In T355139#9466863, @xcollazo wrote:clickstream_monthly_dag.py - The underlying job, ClickstreamBuilder.scala will break as it reads pagelinks. You'd think fix would be easy enough as per Amir's email thread:
pl_namespace and pl_title columns of pagelinks table will be dropped and you will need to use pl_target_id joining with the linktarget table instead. This is basically identical to the templatelinks normalization that happened a year ago.
However, the caveat is that, as of now, the plan is to drop columns on some sections while other sections would still not have been completely migrated. This means we will have to have code that understands which wikis is being fetched, and then come back again and migrate the code again... The rationale for doing the changes like this is that some section migrations take a long long time.

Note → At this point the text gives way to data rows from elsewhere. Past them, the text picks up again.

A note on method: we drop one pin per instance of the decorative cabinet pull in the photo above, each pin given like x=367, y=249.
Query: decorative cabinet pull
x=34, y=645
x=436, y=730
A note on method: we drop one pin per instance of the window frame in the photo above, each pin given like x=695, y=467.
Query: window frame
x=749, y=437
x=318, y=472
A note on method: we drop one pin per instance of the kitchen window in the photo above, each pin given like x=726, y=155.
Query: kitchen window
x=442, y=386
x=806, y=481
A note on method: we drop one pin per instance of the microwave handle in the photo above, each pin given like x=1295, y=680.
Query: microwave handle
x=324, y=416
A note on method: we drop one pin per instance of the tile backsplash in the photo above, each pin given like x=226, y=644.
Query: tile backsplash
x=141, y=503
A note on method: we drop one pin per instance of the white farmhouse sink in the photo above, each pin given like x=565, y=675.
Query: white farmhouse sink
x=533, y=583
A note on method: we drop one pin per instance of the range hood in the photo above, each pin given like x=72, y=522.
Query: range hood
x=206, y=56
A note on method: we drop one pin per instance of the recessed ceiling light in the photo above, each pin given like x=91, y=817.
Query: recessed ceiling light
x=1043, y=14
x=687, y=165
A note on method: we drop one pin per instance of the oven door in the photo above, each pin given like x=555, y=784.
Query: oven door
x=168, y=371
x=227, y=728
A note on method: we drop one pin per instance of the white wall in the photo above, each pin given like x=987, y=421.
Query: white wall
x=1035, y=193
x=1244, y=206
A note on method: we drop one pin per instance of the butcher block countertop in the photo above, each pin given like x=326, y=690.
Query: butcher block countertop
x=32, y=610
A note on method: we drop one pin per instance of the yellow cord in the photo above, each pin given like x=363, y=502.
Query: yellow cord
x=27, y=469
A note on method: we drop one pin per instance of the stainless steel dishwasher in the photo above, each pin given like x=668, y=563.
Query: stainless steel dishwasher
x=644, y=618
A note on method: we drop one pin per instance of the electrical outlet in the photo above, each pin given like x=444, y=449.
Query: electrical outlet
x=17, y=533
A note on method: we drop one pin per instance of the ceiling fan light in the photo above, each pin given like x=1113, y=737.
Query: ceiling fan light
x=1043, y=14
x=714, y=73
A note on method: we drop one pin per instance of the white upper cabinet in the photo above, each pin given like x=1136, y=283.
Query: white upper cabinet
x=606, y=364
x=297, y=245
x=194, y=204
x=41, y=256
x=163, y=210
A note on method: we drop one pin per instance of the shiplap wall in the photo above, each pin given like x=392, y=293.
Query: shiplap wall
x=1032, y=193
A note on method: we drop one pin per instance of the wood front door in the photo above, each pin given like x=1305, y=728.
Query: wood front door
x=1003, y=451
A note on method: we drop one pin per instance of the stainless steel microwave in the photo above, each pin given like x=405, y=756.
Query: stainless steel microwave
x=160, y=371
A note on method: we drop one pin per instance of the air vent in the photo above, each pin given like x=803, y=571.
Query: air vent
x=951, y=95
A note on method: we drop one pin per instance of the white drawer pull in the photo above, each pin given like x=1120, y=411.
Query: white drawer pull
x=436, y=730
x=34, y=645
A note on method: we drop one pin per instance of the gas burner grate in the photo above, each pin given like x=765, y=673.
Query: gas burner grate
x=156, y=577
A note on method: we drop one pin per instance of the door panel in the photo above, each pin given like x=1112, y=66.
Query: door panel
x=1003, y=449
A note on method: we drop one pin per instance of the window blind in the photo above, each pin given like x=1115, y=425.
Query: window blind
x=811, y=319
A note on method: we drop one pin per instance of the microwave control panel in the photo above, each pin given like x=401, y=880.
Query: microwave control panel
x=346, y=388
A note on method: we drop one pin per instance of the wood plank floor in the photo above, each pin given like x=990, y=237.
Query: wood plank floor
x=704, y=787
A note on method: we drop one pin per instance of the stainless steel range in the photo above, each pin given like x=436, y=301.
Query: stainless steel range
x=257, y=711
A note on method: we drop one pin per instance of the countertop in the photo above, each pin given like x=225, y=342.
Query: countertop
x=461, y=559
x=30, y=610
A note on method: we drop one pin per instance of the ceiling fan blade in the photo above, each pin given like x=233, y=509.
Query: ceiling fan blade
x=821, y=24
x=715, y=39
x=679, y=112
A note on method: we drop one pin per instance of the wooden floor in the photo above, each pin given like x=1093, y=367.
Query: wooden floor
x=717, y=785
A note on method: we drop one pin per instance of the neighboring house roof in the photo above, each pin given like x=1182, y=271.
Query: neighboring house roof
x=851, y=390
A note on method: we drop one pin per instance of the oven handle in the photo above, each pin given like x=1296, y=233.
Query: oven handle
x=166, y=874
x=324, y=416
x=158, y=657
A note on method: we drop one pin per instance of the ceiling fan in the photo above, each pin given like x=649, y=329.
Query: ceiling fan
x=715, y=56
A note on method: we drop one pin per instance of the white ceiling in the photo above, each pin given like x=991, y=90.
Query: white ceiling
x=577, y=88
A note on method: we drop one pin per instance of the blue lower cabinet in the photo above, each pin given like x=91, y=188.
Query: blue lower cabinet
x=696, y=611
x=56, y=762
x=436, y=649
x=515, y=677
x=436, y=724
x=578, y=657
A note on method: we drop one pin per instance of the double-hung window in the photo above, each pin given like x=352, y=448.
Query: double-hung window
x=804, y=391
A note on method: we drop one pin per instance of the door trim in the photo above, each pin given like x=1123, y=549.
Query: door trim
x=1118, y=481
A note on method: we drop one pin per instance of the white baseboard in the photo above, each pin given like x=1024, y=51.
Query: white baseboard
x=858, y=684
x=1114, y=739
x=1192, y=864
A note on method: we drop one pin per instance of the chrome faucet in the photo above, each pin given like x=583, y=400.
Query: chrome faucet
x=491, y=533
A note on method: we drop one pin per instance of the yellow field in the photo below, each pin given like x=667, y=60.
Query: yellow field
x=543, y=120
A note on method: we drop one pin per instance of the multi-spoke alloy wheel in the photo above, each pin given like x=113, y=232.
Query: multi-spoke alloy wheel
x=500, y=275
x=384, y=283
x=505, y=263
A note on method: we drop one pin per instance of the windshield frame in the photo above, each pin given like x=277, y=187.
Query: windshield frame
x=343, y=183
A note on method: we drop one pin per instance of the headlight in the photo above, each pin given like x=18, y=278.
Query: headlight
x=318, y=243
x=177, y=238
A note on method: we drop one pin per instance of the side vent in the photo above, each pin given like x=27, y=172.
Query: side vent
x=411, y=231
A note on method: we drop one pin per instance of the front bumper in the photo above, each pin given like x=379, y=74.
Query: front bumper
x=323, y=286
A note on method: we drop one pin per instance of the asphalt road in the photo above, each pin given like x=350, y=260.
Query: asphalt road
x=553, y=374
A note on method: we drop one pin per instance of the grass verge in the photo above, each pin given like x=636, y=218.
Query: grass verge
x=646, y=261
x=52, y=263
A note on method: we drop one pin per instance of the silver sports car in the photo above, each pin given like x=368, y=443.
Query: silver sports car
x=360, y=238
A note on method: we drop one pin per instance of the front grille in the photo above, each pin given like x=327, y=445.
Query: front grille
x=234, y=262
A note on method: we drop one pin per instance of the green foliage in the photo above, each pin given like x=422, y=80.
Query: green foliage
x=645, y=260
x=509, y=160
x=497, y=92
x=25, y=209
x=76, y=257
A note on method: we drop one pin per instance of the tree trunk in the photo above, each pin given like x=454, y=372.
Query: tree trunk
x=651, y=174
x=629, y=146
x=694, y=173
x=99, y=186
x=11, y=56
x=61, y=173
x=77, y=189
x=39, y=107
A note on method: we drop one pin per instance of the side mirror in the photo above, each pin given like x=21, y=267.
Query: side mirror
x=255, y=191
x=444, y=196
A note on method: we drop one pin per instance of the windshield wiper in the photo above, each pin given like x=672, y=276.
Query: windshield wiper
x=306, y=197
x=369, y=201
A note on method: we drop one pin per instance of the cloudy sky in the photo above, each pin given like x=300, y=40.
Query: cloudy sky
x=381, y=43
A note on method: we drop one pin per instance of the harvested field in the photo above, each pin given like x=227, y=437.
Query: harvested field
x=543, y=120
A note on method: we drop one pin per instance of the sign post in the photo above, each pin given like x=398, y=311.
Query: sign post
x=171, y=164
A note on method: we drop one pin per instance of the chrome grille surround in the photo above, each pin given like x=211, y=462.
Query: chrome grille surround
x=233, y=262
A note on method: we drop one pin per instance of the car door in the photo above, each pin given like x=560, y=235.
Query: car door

We need to monitor the outcome of this email thread.
Further:
In T355139#9477209, @xcollazo wrote:Update from @Ladsgroup :
On Fri, Jan 19, 2024 at 4:08 PM Xabriel Collazo Mojica <xcollazo@wikimedia.org> wrote:
Amir,To summarize: the only wiki that will soon get the old columns dropped is commonswiki and the rest of the wikis will keep the old columns until the migration to the new columns is complete on all wikis, at which time there will be a communication.
Is this correct?
Yes, until further communication, only s4 (commonswiki and testcommonswiki) and testwiki (s3) will have their old columns removed.